It's Paul Westerdawg's world and the rest of us just live in it.
If you didn't know that before, you surely knew it after Paul's spirited and absolutely correct defense of keeping the Cocktail Party in Jacksonville. To his superb (both in the ordinary sense in which the word superb means "superb" and in the Corrine Brown sense in which the word superb means "superior") arguments I would add only one further point in support of the proper position:
Not all Georgia fans are in or from metro Atlanta . . . nor do we want them to be. I am a North Georgia native, but my family hails from South Georgia, where the 'Dawgs have many loyal fans and alumni. Although the University's enrollment increasingly comes from the Atlanta area, the state's flagship institution is intended to serve the entire population, from Piedmont to Coastal Plain. We want to keep pulling Stinchcombs out of Lilburn, but we want to keep pulling Baileys out of Waycross, too.

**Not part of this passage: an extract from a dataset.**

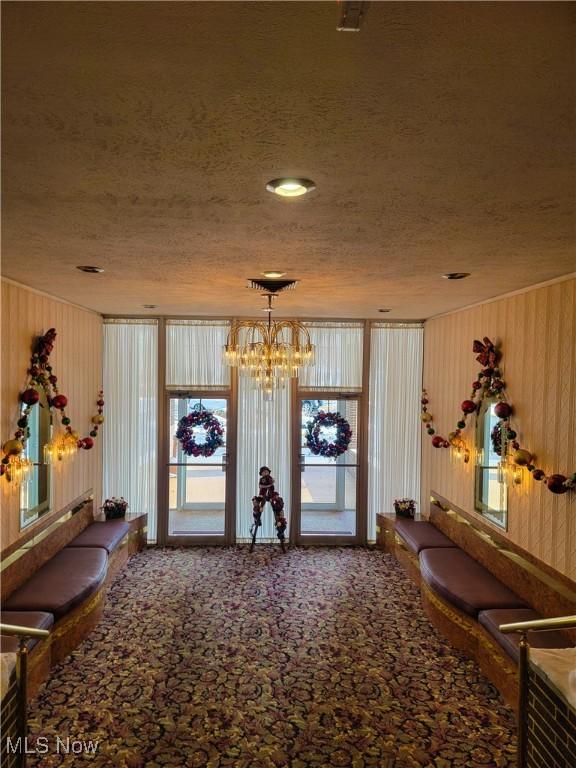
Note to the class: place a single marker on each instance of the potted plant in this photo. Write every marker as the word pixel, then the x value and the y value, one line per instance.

One tangible and meaningful way of cultivating our recruiting base and maintaining our fan base in South Georgia is to give folks from that area one guaranteed game per year in their vicinity. Many complain that Jacksonville is nowhere near Athens (as though the plane trip from the Classic City to the Gateway City took hours longer than the bus ride from Gainesville to the St. John's River), but Jacksonville is very near Savannah and St. Simons and Valdosta. As more and more kickoff times in Sanford Stadium are set at 3:30 or later, it becomes harder and harder for Georgia fans south of the Columbus-Macon-Augusta corridor to make it to home games.

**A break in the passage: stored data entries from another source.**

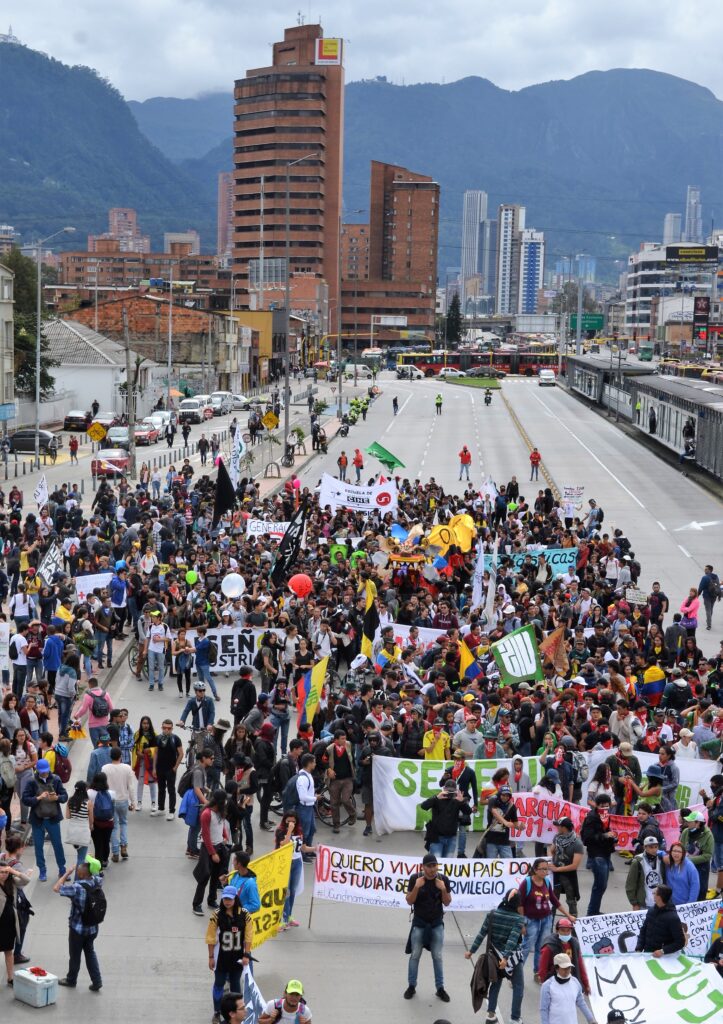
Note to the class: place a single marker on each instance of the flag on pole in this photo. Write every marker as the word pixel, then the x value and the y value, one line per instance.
pixel 371 620
pixel 309 691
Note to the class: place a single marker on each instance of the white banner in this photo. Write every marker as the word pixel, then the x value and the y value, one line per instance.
pixel 379 498
pixel 41 492
pixel 613 933
pixel 86 585
pixel 370 879
pixel 669 990
pixel 259 527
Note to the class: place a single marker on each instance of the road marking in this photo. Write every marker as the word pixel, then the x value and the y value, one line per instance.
pixel 591 453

This consideration is far from trivial. Major league baseball's decision to move all World Series games into prime time had no immediate negative consequences . . . but, over time, a generation of American boys grew up without the Fall Classic as a part of their formative boyhood experience, because championship baseball was only played after their bedtimes. The result has been a dramatic decline in interest in the national pastime among the rising generation of young people. Meanwhile, college football and the N.F.L., which are played on Saturday and Sunday afternoons, are thriving.
Don't slight South Georgia just because you don't live there or aren't from there. Those of us who are within two hours' drive of Athens need to appreciate just how much keeping the Cocktail Party in Jacksonville means to fans below the gnat line . . . and just how much the Bulldogs' future success depends upon preserving the school’s presence in that region.